Case Report: ACTH- and CRH-secreting pheochromocytoma as a very rare cause of ectopic Cushing syndrome

Ectopic adrenocorticotropic hormone (ACTH) syndrome (EAS) represents a rare clinical entity characterized by severe hypercortisolemia. Pheochromocytoma, a neuroendocrine neoplasm originating from chromaffin cells within the adrenal medulla, is itself an uncommon diagnosis. The phenomenon of ectopic hormone production by pheochromocytomas is exceedingly rare, occurring in less than 1% of cases. In most instances, hypercortisolemia associated with pheochromocytoma is attributed to aberrant ACTH secretion. This report presents an exceptional case of EAS caused by a pheochromocytoma exhibiting co-expression of both ACTH and corticotropin-releasing hormone (CRH).

Introduction

Ectopic adrenocorticotropic hormone (ACTH) syndrome (EAS) is a very rare condition, characterized by symptoms of intense exposure of the body to hypercortisolemia. Cushing syndrome is an uncommon disease with an incidence of approximately 0.7–2.4 cases per million per year. In most Cushing syndrome patients, excessive endogenous cortisol production is ACTH-dependent (80%–85%) (1). Among those, pituitary adenomas are the most prevalent cause of Cushing syndrome, while in approximately 9%–18%, the source of unregulated ACTH secretion is of extra-pituitary origin (2, 3). Neuroendocrine tumors presenting as an EAS can be located in various organs. They differ in histological type and aggressiveness. The localization of the source of ACTH secretion is challenging (4). While clinical presentation is related to tumor characteristics, severe EAS should be treated as an endocrine emergency (5). Because of the rarity of the condition, there are no evidence-based guidelines concerning EAS.

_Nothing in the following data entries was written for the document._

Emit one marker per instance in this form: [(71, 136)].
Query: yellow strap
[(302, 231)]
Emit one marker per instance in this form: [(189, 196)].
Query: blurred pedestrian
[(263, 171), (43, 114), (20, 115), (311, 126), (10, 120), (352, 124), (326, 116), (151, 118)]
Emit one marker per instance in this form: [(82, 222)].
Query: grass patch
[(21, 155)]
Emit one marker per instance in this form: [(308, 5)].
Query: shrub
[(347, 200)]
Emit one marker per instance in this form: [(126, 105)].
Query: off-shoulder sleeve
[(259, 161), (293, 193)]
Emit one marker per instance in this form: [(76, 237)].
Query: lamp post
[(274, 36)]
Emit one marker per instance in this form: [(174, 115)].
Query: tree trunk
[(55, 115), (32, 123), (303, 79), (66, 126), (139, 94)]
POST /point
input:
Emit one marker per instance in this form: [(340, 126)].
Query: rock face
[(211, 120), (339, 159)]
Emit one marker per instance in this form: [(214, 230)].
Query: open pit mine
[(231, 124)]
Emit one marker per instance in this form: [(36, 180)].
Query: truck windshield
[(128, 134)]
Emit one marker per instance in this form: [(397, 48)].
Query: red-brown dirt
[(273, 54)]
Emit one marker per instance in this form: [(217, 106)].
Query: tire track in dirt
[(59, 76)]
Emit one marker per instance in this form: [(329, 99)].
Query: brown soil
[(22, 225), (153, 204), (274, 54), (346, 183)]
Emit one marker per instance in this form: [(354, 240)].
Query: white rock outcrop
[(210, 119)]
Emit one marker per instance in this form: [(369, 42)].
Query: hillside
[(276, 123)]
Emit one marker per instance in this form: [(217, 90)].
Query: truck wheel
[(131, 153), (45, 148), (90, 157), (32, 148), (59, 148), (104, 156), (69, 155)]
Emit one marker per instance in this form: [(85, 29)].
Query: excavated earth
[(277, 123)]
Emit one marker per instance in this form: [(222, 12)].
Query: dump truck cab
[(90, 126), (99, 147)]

The detailed molecular mechanisms behind EAS is still not completely understood (6). Some EAS-inducing tumors have shown involvement of epigenetic mechanisms, especially the hypomethylation of the proopiomelanocortin (POMC) promoter (7, 8). Additionally, the specific expression of transcription factors that promote ACTH production in these tumors has been proposed (9).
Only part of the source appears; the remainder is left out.